Zhuo, Ming-Peng, Fei, Xi-Yu, Tao, Yi-Chen, Fan, Jian, Wang, Xue-Dong, Xie, Wan-Feng, Liao, Liang-Sheng
ACS applied materials & interfaces 2019 v.11 no.5 pp. 5298-5305
biocompatibility, catalytic activity, chemical structure, color, deprotonation, dispersibility, energy transfer, medicine, optical properties, protonation
The core/shell micro-/nanostructures with versatility, tunability, stability, dispersibility, and biocompatibility are widely applied in optics, biomedicine, catalysis, and energy. Organic micro-/nanocrystals have significant applications in miniaturized optoelectronics because of their controllable self-assembly behavior, tunable optical properties, and tailor-made molecular structure. Nevertheless, the advanced organic core/shell micro-/nanostructures, which possess multifunctionality, flexibility, and higher compatibility, are rarely demonstrated because of the dynamic nature of molecular self-assembly and the complex epitaxial relationship of material combination. Herein, we demonstrate the one-dimensional organic core/shell micro-/nanostructures with component interchange, which originates from the 4,4′-((1E,1′E)-(2,5-dimethoxy-1,4-phenylene)bis(ethene-2,1-diyl))dipyridine (DPEpe) single-crystal microrods or the DPEpe-HCl single-crystal microrods after a reversible protonation or deprotonation process. Notably, the DPEpe/DPEpe-HCl core/shell microrods display vivid visualizations of tunable emission color via an efficient energy-transfer process during the stepwise formation of a shell layer.
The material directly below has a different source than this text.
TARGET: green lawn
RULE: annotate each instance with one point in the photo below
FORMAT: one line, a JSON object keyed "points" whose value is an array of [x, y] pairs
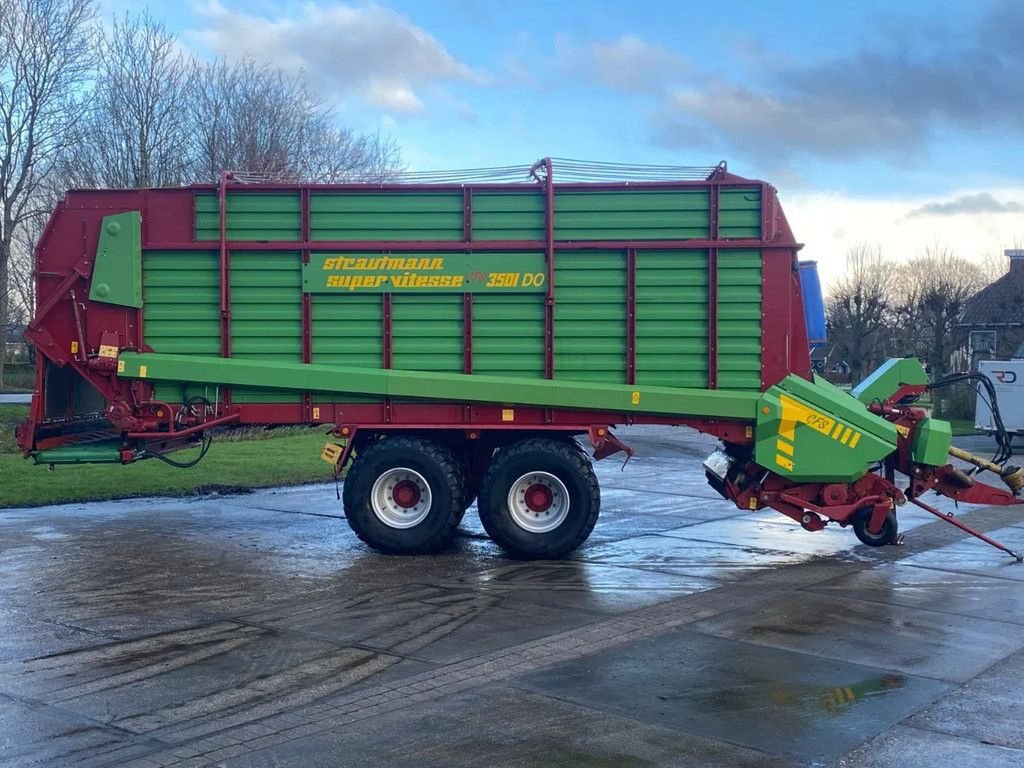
{"points": [[288, 458]]}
More significantly, these DPEpe/DPEpe-HCl and DPEpe-HCl/DPEpe core/shell microrods cooperatively demonstrate the multicolor optical waveguide properties continuously adjusted from green [CIE (0.326, 0.570)], to yellow [CIE (0.516, 0.465)], and to red [CIE (0.614, 0.374)]. Our investigation provides a new strategy to fabricate the organic core/shell micro-/nanostructures, which can eventually contribute to the advanced organic optoelectronics at the micro-/nanoscale.